从书籍和其他地方的示例中,看起来 add
指令具有两种形式:
-
add< dest> < src>
-
add< size> < dest> < src>
但是,当我查看英特尔文档[1]时,我看不到任何看起来像我的表格的东西。表中给出的每个说明都只有一个逗号,对我而言,它似乎所有相应的opcodes都只有两个输入。有一个表格“指令操作数编码”。操作数3和4
na。环顾网络,大多数网站都没有提及大小参数(如果适用于我的处理器,更不用说它)了。
我正在以386模式组装Intel(R)Core(TM)I7-6700HQ CPU:
nasm -f elf -g -F stabs -o $OBJECTFILE $1
ld -m elf_i386 -o $BUILDNAME $OBJECTFILE
也许该指令需要386的额外操作数,但不适合新的架构?
[1]“Intel®64和IA-32体系结构软件开发人员手册组合卷:1、2a,2b,2c,2d,2d,3a,3a,3b,3b,3c,3c,3d和4“,vol。 2a 3-31 Page 605在PDF中。
https> https://www.intel。 com/content/www/us/en/ens/developer/articles/technical/intel-sdm.html
I'm looking at an example of Intel assembly being assembled by NASM. It has the instruction:
add byte [ebx], 32
How would I know from the documentation what "byte" does?
The book I'm reading explains in the text how "byte" tells the assembler that we're only writing a single byte to ebx
. It's not clear to me how I'd know this from looking at the documentation.

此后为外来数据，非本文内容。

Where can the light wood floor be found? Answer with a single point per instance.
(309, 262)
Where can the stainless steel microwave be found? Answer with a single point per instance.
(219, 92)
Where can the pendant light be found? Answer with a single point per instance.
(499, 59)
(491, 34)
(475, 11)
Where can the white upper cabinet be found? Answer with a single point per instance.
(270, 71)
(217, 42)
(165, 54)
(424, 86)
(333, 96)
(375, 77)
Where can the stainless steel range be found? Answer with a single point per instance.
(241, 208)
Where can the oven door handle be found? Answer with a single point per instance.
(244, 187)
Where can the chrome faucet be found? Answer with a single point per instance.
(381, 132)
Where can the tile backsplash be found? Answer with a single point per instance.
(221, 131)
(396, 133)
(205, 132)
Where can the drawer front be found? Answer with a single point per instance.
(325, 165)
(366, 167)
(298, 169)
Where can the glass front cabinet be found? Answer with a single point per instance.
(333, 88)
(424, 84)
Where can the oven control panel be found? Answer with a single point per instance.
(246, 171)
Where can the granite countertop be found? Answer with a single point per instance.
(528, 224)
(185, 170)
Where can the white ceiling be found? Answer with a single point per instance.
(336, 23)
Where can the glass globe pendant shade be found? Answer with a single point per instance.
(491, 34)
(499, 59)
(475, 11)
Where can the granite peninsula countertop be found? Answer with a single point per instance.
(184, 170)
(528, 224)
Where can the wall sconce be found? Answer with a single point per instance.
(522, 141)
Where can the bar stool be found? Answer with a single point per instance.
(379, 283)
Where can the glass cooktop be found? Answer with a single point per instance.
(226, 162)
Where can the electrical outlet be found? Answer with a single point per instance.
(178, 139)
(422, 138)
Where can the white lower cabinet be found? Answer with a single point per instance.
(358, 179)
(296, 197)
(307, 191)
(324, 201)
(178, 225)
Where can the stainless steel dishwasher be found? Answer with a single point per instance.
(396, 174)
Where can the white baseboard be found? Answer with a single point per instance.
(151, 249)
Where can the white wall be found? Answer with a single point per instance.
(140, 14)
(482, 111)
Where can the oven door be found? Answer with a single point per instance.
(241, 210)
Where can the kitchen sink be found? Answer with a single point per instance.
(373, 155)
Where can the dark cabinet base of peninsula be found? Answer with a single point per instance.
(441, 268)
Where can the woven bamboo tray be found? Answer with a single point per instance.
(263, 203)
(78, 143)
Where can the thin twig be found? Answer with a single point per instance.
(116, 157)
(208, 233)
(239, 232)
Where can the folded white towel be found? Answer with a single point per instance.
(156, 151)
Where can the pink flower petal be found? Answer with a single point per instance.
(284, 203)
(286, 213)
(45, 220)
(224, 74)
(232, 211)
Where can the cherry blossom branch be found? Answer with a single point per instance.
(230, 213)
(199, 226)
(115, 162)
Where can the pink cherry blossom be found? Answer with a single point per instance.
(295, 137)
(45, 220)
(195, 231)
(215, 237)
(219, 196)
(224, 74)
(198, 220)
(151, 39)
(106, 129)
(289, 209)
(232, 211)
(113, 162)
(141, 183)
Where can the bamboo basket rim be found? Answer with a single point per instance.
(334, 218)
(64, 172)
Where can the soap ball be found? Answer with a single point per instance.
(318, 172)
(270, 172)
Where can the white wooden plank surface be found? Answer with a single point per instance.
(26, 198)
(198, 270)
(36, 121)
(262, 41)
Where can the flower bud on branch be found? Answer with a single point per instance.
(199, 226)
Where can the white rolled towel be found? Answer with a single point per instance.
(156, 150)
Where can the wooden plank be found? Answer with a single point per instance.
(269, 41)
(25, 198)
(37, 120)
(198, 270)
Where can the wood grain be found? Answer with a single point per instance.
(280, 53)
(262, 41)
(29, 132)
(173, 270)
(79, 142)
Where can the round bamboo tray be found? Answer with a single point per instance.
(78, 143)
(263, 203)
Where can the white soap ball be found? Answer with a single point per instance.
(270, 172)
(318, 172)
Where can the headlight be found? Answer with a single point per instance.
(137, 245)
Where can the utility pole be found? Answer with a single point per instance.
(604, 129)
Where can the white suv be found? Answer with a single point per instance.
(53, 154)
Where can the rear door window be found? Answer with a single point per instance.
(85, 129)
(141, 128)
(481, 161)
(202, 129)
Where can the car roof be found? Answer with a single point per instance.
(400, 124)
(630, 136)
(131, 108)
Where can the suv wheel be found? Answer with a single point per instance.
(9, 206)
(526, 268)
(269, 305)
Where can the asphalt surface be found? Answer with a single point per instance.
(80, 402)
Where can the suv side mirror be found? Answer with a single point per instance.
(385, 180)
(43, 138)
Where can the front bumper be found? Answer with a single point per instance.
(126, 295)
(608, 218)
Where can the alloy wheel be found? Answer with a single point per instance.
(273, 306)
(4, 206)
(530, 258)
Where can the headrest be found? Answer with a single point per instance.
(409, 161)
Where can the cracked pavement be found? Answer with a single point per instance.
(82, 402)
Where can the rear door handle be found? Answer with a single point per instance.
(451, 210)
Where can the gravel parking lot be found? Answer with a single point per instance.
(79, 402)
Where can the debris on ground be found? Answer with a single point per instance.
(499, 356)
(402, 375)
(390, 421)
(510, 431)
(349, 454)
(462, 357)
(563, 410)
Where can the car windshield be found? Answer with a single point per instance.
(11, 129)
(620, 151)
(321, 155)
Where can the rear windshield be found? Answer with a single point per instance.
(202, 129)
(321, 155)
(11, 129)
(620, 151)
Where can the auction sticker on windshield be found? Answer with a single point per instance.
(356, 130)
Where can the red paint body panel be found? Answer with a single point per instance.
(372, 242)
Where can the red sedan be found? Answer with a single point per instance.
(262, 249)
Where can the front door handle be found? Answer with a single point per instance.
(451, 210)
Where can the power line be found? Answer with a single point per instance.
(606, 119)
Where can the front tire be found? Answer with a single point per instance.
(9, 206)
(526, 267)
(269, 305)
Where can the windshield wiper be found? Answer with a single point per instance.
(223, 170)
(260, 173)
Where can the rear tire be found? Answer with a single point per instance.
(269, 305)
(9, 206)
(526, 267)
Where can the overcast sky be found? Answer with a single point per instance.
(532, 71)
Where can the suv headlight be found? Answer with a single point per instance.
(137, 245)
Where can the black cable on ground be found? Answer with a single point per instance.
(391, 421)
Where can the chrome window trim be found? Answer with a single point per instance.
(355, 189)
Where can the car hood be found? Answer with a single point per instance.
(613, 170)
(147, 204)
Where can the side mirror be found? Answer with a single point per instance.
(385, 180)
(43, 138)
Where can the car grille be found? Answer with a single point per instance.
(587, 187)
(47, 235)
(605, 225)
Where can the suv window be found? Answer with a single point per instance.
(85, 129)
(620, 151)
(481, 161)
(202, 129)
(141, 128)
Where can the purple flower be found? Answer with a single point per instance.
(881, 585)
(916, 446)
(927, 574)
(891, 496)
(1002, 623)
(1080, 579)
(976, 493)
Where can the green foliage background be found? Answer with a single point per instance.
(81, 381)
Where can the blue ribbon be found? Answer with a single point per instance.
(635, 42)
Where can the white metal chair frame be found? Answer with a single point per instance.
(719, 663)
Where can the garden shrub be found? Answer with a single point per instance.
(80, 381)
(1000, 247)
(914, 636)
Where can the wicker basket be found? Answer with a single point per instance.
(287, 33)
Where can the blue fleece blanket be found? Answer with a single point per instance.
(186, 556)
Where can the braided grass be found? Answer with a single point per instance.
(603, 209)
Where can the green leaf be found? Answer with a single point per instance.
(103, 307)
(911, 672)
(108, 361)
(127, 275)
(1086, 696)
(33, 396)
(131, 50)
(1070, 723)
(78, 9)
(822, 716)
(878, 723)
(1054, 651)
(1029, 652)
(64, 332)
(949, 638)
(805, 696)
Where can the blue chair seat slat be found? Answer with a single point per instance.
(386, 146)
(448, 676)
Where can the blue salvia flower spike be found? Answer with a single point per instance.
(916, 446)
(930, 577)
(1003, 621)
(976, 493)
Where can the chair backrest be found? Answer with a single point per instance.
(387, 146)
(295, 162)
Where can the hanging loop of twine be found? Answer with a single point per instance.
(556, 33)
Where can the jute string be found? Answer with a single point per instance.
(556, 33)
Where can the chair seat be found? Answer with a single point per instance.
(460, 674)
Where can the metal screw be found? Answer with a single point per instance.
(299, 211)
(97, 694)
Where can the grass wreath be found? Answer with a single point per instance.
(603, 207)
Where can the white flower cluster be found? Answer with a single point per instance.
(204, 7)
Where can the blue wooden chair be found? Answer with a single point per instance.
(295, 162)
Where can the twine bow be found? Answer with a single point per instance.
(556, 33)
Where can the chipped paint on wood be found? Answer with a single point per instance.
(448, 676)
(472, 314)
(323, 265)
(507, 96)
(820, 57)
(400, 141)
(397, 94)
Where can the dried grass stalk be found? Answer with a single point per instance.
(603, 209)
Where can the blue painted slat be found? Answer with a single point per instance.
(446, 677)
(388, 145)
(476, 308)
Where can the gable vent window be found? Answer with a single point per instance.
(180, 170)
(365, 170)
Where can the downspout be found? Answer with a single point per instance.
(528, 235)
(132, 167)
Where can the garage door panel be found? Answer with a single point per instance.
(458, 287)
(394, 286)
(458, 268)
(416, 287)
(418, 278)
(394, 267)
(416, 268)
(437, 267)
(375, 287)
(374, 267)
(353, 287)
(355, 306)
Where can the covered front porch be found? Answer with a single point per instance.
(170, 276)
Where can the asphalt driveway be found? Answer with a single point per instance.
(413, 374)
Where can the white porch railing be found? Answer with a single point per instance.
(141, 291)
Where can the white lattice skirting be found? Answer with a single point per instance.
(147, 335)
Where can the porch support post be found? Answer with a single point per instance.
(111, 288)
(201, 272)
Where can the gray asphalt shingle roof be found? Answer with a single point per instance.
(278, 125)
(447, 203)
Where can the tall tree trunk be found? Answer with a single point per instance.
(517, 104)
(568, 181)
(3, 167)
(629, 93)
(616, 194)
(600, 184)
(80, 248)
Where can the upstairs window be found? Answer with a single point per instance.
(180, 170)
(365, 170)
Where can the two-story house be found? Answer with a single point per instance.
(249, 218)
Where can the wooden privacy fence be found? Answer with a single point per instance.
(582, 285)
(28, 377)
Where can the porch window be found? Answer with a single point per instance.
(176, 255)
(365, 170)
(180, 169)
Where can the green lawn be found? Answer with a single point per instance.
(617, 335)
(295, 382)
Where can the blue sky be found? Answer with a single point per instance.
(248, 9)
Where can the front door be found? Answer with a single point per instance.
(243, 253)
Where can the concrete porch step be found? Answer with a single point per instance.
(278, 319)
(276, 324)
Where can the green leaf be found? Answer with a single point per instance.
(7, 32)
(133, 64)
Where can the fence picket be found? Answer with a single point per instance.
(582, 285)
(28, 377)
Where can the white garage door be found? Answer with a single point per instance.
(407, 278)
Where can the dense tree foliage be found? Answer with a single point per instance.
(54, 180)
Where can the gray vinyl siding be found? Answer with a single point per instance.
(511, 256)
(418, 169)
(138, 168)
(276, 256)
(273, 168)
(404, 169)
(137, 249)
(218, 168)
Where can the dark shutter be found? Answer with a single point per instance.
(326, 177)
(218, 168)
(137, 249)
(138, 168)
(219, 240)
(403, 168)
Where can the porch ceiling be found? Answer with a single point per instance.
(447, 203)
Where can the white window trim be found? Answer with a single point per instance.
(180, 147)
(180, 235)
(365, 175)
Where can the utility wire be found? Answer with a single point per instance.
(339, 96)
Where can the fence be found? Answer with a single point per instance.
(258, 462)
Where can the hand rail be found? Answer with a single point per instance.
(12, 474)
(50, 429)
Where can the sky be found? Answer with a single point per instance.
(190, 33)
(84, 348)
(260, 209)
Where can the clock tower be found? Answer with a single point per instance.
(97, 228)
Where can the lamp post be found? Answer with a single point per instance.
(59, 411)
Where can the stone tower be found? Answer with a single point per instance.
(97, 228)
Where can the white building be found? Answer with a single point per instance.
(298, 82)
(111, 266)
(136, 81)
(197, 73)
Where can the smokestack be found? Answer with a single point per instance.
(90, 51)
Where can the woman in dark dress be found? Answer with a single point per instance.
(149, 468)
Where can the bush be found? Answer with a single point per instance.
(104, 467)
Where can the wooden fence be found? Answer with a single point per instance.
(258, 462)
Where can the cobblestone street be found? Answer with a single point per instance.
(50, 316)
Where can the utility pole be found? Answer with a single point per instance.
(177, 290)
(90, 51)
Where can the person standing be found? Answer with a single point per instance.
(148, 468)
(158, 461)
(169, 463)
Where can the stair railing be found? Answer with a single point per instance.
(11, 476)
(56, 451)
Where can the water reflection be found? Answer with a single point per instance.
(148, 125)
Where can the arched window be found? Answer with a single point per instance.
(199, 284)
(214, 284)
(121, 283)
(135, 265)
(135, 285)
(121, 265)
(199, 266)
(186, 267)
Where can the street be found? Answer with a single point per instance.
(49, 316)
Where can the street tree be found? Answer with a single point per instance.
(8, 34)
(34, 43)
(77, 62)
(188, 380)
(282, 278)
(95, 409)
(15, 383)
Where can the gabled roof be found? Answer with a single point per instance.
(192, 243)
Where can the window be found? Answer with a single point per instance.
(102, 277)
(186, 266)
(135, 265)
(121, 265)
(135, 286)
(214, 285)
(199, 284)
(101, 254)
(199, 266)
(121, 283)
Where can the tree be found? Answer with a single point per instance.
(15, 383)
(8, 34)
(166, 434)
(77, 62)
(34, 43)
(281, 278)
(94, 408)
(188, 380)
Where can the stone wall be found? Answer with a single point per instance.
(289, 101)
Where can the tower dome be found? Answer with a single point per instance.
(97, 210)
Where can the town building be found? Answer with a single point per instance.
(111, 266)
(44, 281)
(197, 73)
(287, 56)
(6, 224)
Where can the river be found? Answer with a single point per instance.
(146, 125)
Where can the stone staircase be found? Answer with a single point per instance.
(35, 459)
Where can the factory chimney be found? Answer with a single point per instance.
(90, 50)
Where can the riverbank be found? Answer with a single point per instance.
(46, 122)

From examples in the book and elsewhere, it looks like the ADD
instruction has two forms:
ADD <dest> <src>
ADD <size> <dest> <src>
However, when I look at the Intel documentation[1], I don't see anything that looks like either of my forms. Each of the instructions given in the table have only a single comma which, to me, makes it seem like all the corresponding opcodes take only two inputs. There is a table that gives "Instruction Operand Encoding". Operands 3 and 4
NA. Looking around the web, most sites don't mention anything about the size parameter (let alone if it applies to my processor).
I'm assembling on an Intel(R) Core(TM) i7-6700HQ CPU in 386 mode:
nasm -f elf -g -F stabs -o $OBJECTFILE $1
ld -m elf_i386 -o $BUILDNAME $OBJECTFILE
Maybe the instruction takes an extra operand for 386 but not for newer architectures?
[1] "Intel® 64 and IA-32 Architectures Software Developer’s Manual Combined Volumes: 1, 2A, 2B, 2C, 2D, 3A, 3B, 3C, 3D, and 4", Vol. 2A 3-31 page 605 in the pdf.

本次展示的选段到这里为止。